Они не встречались больше. Только один раз Саша случайно увидела его: увидела приехавшую в город жену Вознесенского, увидела, с каким пылом кинулся Игорь в ее объятия…

Это был страшный день – митинги на улицах, бунт в остроге, убийство Смольникова, трагедия с Охтиным и Шуркой. Было не до разбитого сердца… но именно это разбитое сердце и причиняло куда больше мучений, чем какая-то там революция, и голод, и холод, и болезнь Шурки, и даже смерть любимой тети Оли и Дани. А потом Саша заболела сама.

Как раз тогда комитет недавно образованной Волжской флотилии пригласил на праздничное выступление ведущих актеров городских театров. От драматического направлены были Клара Черкизова и Игорь Вознесенский.
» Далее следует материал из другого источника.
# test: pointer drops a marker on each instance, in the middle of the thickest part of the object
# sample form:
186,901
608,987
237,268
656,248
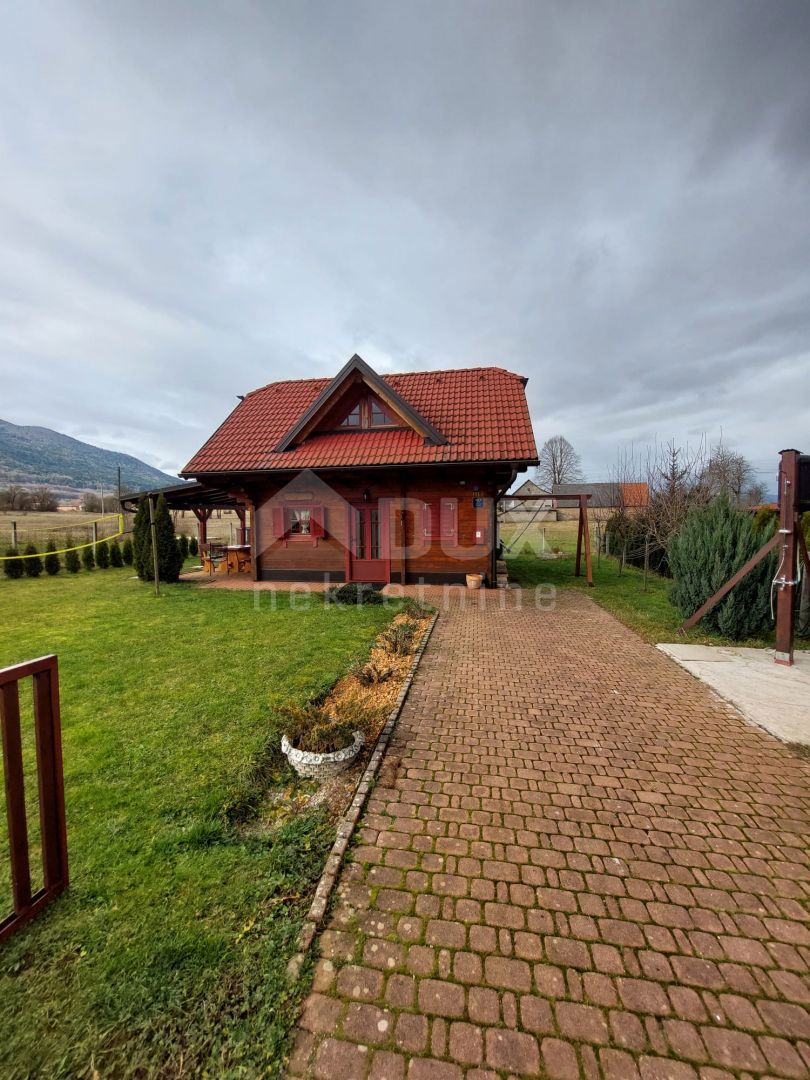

Клара в своих накрахмаленных марлевых юбках, с успехом исполнявших роль бархатных, как всегда, пела ариетки из «Сильвы», «Летучей мыши», «Фиалки Монмартра» (как же, как же: «Частица черта в нас заключена подчас! И сила женских чар в груди рождает жар! Карамболина, Карамболетта! Ты светлой юности мечта!» – et cetera). А Игорь, тоже как всегда, читал стихи своего любимого Блока. Времена с тех пор, как в госпитальной палате он прочел строки про петроградское небо, которое мутилось дождем, про то, как на войну уходил эшелон и в том поезде тысячью жизней цвели боль разлуки, тревоги любви, и тогда-то отнюдь не с восторгом принятые, изменились вовсе уж безвозвратно. Публика вокруг собралась озверевшая, способная не просто матом покрыть, а дать в морду актеру – осколку отжившего мира! – в любую минуту, поэтому Игорь выбрал самые новые, самые современные, самые что ни на есть просоветские стихи своего любимого, пусть и заблудшего, пусть и потерявшегося в революционных вихрях поэта.

Он читал только что опубликованную поэму «Двенадцать».

Ну что ж, поначалу публика воспринимала ее строфику – неуклюжую, словно бы ужаснувшуюся тематикой, – весьма снисходительно, а когда речь зашла о Кате толстоморденькой, у которой на шее шрам не зажил от ножа, отмякла и даже начала улыбаться. Ну как тут не порадоваться призыву:

Эх, эх, согреши!

Будет легче для души!

Или:

Запирайте етажи,

Нынче будут грабежи!

А еще лучше:

Отмыкайте погреба,

Гуляет нынче голытьба!

Что и говорить, внимательно слушали чтеца. И даже не кричали: «Скорей давай, чего развел шарманку!» – хотя поэма длинная. Но вот Игорь дошел до последних строк:

Так идут державным шагом —

Позади голодный пес,

Впереди – с кровавым флагом,

И за вьюгой невидим,

И от пули невредим,

Нежной поступью надвьюжной,

Снежной россыпью жемчужной,

В белом венчике из роз —

Впереди – Иисус Христос.

Настало молчание. Потом кто-то неуверенно захохотал. А затем встал какой-то матрос, опоясанный, как водится у этой братии, пулеметной лентой, и, лениво, буднично проговорив:

– Какой тебе, к непотребной матери, Христос?! Контру в наших революционных рядах разводить не дам! – разрядил в грудь Игоря Вознесенского свой маузер.

Он и Клару, наверное, пристрелил бы, да опомнились братки, заступились за «арфистку». Они же помогли обезумевшей, рыдающей Кларе увезти мертвого Вознесенского в морг.

Клара не смогла описать того матроса, того убийцу: страх стер у нее память. Вроде рыжий он был, огромного роста. А Саша вдруг вспомнила, как они стояли с Игорем на площадке госпитальной лестницы и он говорил – тихо, бессвязно, словно в бреду: «Я, понимаете ли, трус. Однажды видел сон о том, как меня в упор расстреливает какой-то рыжий и ражий мужик… стреляет раз, и два, и три, стреляет из маузера, пули вырывают из меня кровавые лохмотья, а я все живу да живу, распадаюсь на части, но никак не могу умереть… Страшный сон, согласитесь?»